Physics-based Scene Layout Generation from Human Motion

Jianan Li,Tao Huang,Qingxu Zhu,Tien-Tsin Wong
DOI: https://doi.org/10.1145/3641519.3657517
2024-05-21
Abstract:Creating scenes for captured motions that achieve realistic human-scene interaction is crucial for 3D animation in movies or video games. As character motion is often captured in a blue-screened studio without real furniture or objects in place, there may be a discrepancy between the planned motion and the captured one. This gives rise to the need for automatic scene layout generation to relieve the burdens of selecting and positioning furniture and objects. Previous approaches cannot avoid artifacts like penetration and floating due to the lack of physical constraints. Furthermore, some heavily rely on specific data to learn the contact affordances, restricting the generalization ability to different motions. In this work, we present a physics-based approach that simultaneously optimizes a scene layout generator and simulates a moving human in a physics simulator. To attain plausible and realistic interaction motions, our method explicitly introduces physical constraints. To automatically recover and generate the scene layout, we minimize the motion tracking errors to identify the objects that can afford interaction. We use reinforcement learning to perform a dual-optimization of both the character motion imitation controller and the scene layout generator. To facilitate the optimization, we reshape the tracking rewards and devise pose prior guidance obtained from our estimated pseudo-contact labels. We evaluate our method using motions from SAMP and PROX, and demonstrate physically plausible scene layout reconstruction compared with the previous kinematics-based method.

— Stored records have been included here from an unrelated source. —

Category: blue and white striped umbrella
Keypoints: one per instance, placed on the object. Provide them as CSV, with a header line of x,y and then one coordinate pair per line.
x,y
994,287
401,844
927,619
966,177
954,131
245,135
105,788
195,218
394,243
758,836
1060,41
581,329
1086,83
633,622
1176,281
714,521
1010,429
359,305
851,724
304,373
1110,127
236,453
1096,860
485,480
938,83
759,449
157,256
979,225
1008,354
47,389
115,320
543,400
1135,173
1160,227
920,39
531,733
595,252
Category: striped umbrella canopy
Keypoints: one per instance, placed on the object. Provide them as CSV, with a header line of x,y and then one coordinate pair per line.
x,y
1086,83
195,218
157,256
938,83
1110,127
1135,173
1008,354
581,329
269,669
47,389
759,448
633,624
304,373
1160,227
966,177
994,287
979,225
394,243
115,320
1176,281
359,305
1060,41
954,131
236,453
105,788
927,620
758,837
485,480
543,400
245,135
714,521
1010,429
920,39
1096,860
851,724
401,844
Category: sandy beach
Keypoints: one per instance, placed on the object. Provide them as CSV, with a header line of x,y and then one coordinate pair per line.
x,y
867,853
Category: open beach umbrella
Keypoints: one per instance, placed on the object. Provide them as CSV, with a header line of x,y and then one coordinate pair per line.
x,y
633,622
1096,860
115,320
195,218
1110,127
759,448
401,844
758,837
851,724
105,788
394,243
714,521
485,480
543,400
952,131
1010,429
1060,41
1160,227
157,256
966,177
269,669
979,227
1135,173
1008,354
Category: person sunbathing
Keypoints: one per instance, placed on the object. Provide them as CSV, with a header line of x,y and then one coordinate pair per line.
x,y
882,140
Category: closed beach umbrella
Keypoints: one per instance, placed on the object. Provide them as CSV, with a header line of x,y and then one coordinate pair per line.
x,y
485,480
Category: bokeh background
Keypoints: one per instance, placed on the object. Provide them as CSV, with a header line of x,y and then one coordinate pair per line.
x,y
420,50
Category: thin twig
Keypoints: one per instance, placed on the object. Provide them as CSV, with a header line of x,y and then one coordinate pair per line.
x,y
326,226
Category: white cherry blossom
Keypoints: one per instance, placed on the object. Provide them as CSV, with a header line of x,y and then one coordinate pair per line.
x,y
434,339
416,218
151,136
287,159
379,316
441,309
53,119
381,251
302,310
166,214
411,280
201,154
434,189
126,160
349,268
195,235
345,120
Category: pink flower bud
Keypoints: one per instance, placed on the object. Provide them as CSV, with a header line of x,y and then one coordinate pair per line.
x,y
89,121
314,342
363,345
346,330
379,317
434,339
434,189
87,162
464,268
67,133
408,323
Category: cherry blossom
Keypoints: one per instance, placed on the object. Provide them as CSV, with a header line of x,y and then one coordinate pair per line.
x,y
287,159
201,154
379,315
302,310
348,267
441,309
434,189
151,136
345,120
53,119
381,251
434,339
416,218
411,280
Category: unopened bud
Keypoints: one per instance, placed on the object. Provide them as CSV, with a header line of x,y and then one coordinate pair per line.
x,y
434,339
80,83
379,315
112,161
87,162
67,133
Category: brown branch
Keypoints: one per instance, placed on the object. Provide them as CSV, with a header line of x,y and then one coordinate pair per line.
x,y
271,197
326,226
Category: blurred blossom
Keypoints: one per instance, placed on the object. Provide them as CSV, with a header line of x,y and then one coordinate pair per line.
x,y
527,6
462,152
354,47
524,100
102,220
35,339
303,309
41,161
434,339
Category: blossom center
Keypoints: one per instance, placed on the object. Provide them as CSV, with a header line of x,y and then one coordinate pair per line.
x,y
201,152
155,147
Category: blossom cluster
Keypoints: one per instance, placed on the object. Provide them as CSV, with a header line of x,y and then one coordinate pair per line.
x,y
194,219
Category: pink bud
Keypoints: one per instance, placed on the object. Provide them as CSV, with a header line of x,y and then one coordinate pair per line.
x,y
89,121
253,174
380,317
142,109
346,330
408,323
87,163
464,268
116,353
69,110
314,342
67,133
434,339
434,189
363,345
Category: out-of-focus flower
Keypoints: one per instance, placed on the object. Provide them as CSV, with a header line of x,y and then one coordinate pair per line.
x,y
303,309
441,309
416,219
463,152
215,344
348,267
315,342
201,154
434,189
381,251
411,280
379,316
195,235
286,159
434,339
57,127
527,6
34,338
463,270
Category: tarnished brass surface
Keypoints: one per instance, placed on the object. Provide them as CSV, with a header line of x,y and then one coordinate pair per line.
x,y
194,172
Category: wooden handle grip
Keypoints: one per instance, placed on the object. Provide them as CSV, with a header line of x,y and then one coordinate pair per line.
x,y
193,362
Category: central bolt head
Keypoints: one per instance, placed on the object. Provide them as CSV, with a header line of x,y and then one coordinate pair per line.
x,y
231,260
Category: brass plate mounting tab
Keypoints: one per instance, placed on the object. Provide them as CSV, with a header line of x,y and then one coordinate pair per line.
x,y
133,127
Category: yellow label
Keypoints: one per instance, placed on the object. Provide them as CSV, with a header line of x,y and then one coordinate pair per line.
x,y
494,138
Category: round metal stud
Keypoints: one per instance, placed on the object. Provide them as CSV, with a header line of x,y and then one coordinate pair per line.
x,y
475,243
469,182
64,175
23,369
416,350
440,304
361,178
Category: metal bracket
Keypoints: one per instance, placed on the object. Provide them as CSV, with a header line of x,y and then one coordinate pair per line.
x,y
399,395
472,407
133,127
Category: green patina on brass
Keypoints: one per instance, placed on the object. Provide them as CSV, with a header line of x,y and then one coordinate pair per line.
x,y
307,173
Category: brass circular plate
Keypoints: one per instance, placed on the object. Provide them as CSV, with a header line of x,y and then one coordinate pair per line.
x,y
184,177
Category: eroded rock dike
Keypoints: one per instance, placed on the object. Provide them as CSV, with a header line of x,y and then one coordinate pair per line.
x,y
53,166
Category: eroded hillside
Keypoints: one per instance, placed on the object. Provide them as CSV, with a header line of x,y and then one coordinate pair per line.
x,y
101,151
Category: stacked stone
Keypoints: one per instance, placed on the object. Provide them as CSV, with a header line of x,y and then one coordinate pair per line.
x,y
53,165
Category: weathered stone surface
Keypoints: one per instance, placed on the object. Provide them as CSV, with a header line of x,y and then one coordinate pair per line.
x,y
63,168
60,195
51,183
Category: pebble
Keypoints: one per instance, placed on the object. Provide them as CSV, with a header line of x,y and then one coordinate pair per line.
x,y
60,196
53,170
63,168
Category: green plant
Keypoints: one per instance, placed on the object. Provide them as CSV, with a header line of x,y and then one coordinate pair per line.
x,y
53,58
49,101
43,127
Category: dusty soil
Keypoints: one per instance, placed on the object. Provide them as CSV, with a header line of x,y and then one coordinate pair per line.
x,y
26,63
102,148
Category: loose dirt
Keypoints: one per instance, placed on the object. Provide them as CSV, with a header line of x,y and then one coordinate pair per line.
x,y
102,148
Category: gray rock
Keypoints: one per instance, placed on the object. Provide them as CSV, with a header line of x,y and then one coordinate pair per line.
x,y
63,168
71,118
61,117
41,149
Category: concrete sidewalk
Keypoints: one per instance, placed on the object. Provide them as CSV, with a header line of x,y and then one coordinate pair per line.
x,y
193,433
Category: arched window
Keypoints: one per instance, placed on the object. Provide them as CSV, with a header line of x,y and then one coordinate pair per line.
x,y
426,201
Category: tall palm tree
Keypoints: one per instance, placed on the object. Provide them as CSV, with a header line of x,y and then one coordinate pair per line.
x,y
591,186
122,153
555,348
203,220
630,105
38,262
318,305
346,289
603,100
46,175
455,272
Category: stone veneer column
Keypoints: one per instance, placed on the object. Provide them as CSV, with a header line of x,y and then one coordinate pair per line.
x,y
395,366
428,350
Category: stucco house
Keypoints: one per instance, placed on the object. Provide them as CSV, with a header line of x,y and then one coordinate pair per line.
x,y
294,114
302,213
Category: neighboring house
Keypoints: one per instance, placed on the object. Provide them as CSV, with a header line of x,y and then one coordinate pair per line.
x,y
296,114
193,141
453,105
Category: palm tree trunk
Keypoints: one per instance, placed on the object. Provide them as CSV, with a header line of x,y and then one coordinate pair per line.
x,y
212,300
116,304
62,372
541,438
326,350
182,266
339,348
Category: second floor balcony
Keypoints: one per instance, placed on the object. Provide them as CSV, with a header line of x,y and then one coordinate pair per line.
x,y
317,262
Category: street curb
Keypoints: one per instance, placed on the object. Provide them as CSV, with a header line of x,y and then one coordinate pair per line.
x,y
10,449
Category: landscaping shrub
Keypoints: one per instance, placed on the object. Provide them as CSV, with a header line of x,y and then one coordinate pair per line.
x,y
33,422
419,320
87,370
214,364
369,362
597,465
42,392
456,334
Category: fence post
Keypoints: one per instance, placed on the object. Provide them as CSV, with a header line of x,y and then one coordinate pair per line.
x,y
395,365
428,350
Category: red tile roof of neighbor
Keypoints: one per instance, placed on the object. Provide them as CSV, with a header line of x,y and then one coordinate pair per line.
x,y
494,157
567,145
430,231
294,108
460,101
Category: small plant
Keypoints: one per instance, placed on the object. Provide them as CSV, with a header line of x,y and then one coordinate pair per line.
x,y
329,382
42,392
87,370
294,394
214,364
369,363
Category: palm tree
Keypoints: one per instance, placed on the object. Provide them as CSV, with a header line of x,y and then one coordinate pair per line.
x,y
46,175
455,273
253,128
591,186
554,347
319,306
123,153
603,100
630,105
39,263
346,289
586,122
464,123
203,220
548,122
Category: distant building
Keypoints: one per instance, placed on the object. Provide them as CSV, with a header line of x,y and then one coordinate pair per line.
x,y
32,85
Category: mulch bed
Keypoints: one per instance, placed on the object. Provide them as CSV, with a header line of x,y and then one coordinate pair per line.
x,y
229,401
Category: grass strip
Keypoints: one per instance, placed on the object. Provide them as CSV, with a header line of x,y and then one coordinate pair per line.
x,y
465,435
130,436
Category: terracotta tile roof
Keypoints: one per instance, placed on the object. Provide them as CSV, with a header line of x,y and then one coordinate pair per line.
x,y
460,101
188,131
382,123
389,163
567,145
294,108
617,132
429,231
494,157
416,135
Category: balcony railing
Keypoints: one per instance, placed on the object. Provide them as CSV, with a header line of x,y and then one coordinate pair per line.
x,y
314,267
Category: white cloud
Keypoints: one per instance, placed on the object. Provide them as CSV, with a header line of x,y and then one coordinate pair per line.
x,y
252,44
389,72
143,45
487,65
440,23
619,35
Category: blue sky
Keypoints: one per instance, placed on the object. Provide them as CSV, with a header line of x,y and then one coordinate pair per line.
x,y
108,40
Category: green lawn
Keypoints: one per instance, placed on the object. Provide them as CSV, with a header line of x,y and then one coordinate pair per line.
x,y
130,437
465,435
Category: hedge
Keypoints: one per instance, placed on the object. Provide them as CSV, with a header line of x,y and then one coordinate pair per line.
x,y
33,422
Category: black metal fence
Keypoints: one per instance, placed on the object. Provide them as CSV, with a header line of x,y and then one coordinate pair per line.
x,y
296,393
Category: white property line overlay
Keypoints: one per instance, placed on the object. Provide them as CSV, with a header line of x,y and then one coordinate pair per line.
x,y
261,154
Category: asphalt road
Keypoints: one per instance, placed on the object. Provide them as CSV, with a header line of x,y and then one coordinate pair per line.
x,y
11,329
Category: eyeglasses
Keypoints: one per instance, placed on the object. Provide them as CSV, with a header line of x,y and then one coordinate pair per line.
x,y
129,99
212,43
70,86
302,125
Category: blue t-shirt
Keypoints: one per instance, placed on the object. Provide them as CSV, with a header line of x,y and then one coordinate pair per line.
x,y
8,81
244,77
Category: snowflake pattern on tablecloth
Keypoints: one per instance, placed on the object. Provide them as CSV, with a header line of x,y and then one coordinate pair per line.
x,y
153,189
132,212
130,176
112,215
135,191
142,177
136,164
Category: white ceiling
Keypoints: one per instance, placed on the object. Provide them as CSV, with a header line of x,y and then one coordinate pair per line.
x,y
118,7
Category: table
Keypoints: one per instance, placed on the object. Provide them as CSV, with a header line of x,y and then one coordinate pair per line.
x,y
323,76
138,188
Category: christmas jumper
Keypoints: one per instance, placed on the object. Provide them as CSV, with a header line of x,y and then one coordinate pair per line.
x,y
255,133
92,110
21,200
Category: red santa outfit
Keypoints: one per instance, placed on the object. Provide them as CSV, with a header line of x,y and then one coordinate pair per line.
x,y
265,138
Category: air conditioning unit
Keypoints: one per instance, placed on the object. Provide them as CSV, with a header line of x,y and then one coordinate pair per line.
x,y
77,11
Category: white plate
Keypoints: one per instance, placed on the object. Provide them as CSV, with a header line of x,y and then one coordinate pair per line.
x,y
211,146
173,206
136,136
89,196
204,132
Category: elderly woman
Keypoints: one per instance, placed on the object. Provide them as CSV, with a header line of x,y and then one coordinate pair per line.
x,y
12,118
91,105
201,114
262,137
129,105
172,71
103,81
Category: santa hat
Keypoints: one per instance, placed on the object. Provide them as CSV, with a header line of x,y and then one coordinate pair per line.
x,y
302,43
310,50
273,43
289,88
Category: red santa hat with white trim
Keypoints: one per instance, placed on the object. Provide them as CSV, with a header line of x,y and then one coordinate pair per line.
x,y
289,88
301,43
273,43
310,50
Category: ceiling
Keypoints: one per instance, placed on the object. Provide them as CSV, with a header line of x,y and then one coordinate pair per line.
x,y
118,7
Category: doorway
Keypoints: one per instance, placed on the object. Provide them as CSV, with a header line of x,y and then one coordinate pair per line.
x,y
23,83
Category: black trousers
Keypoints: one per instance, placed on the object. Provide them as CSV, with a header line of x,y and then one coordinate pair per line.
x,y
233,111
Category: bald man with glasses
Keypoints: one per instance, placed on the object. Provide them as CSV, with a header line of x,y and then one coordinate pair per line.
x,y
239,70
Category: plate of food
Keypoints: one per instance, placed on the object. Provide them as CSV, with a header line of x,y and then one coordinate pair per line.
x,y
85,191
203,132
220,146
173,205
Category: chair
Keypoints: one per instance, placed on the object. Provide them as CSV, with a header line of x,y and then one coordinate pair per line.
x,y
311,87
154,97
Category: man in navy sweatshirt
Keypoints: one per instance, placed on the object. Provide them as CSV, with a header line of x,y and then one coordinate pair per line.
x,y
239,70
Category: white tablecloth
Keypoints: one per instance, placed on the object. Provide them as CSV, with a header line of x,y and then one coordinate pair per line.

Computer Vision and Pattern Recognition,Graphics
What problem does this paper attempt to address?
This paper proposes a solution to the problem of how to generate physically plausible scene layouts from human motion. Creating scenes with realistic interactions between humans and the environment is a challenge in 3D animation or video games, as character motions are often captured in a green screen studio without actual furniture or objects. This can lead to mismatches between planned actions and captured motions, requiring automated scene layout generation to alleviate the burden of selecting and positioning furniture. Previous methods were unable to avoid distortions such as penetration and floating due to a lack of physical constraints. Moreover, some methods rely on specific data to learn contact possibilities, limiting their generalization ability to different motions. The paper proposes a physics-based approach that simultaneously optimizes the scene layout generator and the human moving in a physics simulator. By introducing physical constraints, this approach achieves realistic and plausible interaction motions by minimizing motion tracking errors to identify objects that can support interactions. They employ reinforcement learning for joint optimization of both the human motion imitation controller and the scene layout generator. To facilitate the optimization, they reshape the tracking reward and utilize estimated pseudo-contact labels for pose prior guidance. This approach is evaluated on the SAMP and PROX datasets, demonstrating physically plausible scene layout reconstruction compared to the dynamics-based methods. Overall, the main contribution of the paper is a framework called INFERACT, which is capable of inferring interaction objects and learning human-environment interaction motions simultaneously based on human motion, resulting in physically compliant and realistic scene layouts.